Filebeat CrashLoopBackOff

After installing filebeat from the new Helm 8.5 in our cluster k8s, 5 of the pods are stuck in CrashLoopBackOff:

{"log.level":"error","@timestamp":"2022-12-08T21:13:19.258Z","log.origin":{"file.name":"instance/beat.go","file.line":1057},"message":"Exiting: cannot obtain lockfile: connot start, data directory belongs to process with pid 10","service.name":"filebeat","ecs.version":"1.6.0"}
Exiting: cannot obtain lockfile: connot start, data directory belongs to process with pid 10

Any idea what can cause this issue?

When I ran the same helms locally with minikube everything was fine.

Hi!
same problem here as well.
We are running K8S Version 1.23
We have installed filebeat via DaemonSet as documented here: Run Filebeat on Kubernetes | Filebeat Reference [8.5] | Elastic

@Martin_Schimandl Did you had a previews filebeat instance installed on the cluster?
And are you sending it directly to elasticsearch or via logstash?
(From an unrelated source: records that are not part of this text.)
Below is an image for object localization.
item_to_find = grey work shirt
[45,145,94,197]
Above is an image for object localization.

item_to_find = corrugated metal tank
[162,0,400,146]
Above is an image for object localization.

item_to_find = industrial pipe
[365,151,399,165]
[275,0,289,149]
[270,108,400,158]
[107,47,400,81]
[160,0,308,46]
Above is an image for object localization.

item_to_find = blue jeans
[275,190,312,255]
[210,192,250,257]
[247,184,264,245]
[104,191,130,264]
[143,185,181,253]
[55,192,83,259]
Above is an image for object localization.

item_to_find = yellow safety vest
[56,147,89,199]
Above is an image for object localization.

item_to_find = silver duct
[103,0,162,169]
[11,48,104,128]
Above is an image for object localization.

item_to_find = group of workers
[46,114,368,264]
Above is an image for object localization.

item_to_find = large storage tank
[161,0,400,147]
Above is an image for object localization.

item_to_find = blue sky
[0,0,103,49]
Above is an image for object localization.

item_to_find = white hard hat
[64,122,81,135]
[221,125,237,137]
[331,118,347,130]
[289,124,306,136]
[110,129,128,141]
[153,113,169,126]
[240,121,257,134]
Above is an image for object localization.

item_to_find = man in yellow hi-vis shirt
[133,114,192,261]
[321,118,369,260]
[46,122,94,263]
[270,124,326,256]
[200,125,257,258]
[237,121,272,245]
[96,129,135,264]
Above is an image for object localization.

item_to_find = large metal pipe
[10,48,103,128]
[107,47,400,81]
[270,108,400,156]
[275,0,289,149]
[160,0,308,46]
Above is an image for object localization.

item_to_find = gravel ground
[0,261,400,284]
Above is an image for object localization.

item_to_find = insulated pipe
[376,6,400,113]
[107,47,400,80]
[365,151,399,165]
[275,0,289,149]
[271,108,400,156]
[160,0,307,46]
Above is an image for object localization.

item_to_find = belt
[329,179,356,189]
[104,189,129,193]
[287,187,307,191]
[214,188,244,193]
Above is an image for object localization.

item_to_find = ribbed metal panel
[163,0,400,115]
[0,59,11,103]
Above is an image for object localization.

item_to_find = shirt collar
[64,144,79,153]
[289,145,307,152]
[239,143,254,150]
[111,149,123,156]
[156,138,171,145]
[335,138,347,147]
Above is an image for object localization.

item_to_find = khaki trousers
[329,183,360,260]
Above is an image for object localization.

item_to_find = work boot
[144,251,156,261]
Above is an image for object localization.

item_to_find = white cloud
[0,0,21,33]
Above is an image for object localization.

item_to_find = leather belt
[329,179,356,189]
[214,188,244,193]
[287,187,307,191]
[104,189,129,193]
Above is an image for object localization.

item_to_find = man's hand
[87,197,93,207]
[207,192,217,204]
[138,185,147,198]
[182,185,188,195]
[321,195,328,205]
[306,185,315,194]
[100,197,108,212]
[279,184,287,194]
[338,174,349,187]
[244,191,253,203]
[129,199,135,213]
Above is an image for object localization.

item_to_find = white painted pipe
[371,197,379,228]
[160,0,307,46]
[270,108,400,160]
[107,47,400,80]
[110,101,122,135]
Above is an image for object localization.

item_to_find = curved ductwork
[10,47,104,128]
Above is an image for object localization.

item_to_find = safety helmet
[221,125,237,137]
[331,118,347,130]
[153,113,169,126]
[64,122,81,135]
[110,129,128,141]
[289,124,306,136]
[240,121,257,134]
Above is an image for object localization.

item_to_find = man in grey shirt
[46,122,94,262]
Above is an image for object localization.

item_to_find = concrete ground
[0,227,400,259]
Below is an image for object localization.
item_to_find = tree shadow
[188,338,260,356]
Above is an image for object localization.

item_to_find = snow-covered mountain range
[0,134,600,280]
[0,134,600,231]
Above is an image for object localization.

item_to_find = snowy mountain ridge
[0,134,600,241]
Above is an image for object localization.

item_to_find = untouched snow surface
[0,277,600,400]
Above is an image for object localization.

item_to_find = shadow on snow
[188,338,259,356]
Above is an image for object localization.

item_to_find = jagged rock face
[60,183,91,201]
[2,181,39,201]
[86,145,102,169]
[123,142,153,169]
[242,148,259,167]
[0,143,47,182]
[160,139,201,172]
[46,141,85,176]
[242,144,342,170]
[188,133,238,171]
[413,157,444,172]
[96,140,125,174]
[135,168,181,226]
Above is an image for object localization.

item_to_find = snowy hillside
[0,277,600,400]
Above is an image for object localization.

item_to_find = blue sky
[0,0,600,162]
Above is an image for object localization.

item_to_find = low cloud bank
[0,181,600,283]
When I am using helm 7.5 to send to logstash I have no problem, it only happened if I am sending directly to ES.
Also interesting, if I uninstall filebeat (helm), wait 2 days and re-install it, it works ok.. but this is not fully tested.

I had a similar problem. Delete the file filebeat.lock

Node > /var/lib/filebeat-{..}/filebeat.lock

1 Like

We previously used fluentd and sent the data directly to elasticsearch.
We switched to filebeat in order to make it easier to send the data to logstash, like we do for our non Kubernetes infrastructure.

I am quite sure this issue is not related to the destination of the logs.
My guess is this is a race condition with the kubelet, some kernel API or something like that, since the process id in the error message is always pretty low.

My current workaround to reduce the change of this issue was:
Switch from container image docker.elastic.co/beats/filebeat:8.5.3 to docker.elastic.co/beats/filebeat:8.4.3
because it looks like this made the error appear less often

@aaszxc good idea!
Will try that when we get the crash loop again

This does not work. the file appear again after a few minutes and the pod crash again

Try to analyze resource consumption or increase resources

If you're running in a container, a solution I've found is running the following command in the container:

find /usr/share/elastic-agent/. -type f -name "*beat*lock" -exec rm {} \;

This will clean up all of the lock files related to beats running under the Elastic Agent. You will need to wait a few minutes for the agent to return to a healthy state. I've noticed that running the command the first time doesn't always work, so if you give it a few minutes and its still having issues, you can rerun the command and it should hopefully get it there eventually.

This appears to be a bug which is being worked on (Refactor beats lockfile to use timeout, retry by fearful-symmetry · Pull Request #34194 · elastic/beats · GitHub)

1 Like

This topic was automatically closed 28 days after the last reply. New replies are no longer allowed.